Title: Embedding one language within another

* Appropriate Courses: COMP8720 (SwEng), COMP8760 (CS), COMP8790 (SwEng)
* Orientation: software engineering
* Status: proposition
* Student:
* Supervisor(s)/Client: Patrik Haslum (ANU/NICTA)
* Research Area(s): Programming languages, compiler technology
* Technical Difficulty Level: medium
* Conceptual Difficulty Level: easy

Description

There exists several useful programming libraries whose functionality is
accessed by means of a language. To give one example, the sqlite library
(sqlite.org) provides a database engine, and offers an API that is based
mainly on passing SQL statements as strings. Using one of the many available
wrappers, executing a query from within a C++ program can look something
like:

Query* the_query =
new Query(db, "select name, number from tbl1 where number < 5");
while (the_query->has_row()) {
string the_name = the_query->value_as_string(0);
int the_number = the_query->value_as_int(1);
// ...
the_query->next_row();
}
delete the_query;

What is wrong with this?

* The C++ compiler sees the SQL query only as a string, so it will not check
that the query is syntactically correct SQL, or that the database schema
(if known) contains the tables/fields it refers to. Thus, a statically
committed error will not be noticed until runtime.

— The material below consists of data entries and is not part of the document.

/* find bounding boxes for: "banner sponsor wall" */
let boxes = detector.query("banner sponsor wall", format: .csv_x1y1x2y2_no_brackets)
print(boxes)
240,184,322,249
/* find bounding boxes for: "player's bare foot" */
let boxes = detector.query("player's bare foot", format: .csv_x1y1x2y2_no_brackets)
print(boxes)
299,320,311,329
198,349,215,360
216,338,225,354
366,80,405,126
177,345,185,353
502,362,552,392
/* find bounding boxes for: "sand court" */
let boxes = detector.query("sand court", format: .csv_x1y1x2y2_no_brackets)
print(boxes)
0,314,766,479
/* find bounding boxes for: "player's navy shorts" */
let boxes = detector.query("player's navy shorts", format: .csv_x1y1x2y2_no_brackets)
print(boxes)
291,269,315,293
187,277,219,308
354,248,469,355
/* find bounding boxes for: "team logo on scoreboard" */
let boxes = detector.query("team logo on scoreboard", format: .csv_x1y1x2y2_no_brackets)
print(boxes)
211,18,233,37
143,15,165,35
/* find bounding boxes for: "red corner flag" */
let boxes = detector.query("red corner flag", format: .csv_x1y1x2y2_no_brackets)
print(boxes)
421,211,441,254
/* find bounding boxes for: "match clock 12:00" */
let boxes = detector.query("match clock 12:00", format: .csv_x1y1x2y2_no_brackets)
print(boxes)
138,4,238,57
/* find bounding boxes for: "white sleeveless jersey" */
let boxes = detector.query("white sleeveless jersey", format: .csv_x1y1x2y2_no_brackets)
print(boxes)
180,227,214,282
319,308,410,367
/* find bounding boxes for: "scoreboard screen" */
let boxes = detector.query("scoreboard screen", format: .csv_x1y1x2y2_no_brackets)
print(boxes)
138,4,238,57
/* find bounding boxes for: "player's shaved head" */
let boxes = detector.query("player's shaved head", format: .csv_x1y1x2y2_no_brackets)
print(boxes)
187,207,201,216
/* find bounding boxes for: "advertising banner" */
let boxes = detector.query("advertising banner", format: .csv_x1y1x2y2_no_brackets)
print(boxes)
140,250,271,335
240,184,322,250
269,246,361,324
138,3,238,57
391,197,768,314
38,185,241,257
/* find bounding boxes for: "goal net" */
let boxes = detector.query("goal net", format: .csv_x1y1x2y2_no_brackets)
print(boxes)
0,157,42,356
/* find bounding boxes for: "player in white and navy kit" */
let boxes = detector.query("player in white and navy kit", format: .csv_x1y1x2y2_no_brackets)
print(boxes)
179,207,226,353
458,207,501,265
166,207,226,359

* In making use of the result of the query, we're forced to refer to the
result fields by index (0, 1, ...) instead of their names. For larger SQL
queries, this becomes another source of easy-to-make mistakes, which also
will not be noticed until the program is run (and then only when the query
is executed).

What we would like to do is embed the language used by the library API
(in this case, SQL) directly within the language of the program calling
the API, i.e., write something like:

for (select name, number from tbl1 where number < 5) {
string the_name = tbl1.name;
int the_number = tbl1.number;
}

and have this automatically translated to the form above (API calls using
strings), and checking the SQL statement for syntactic correctness (and
maybe compliance with the database schema as well) in the process.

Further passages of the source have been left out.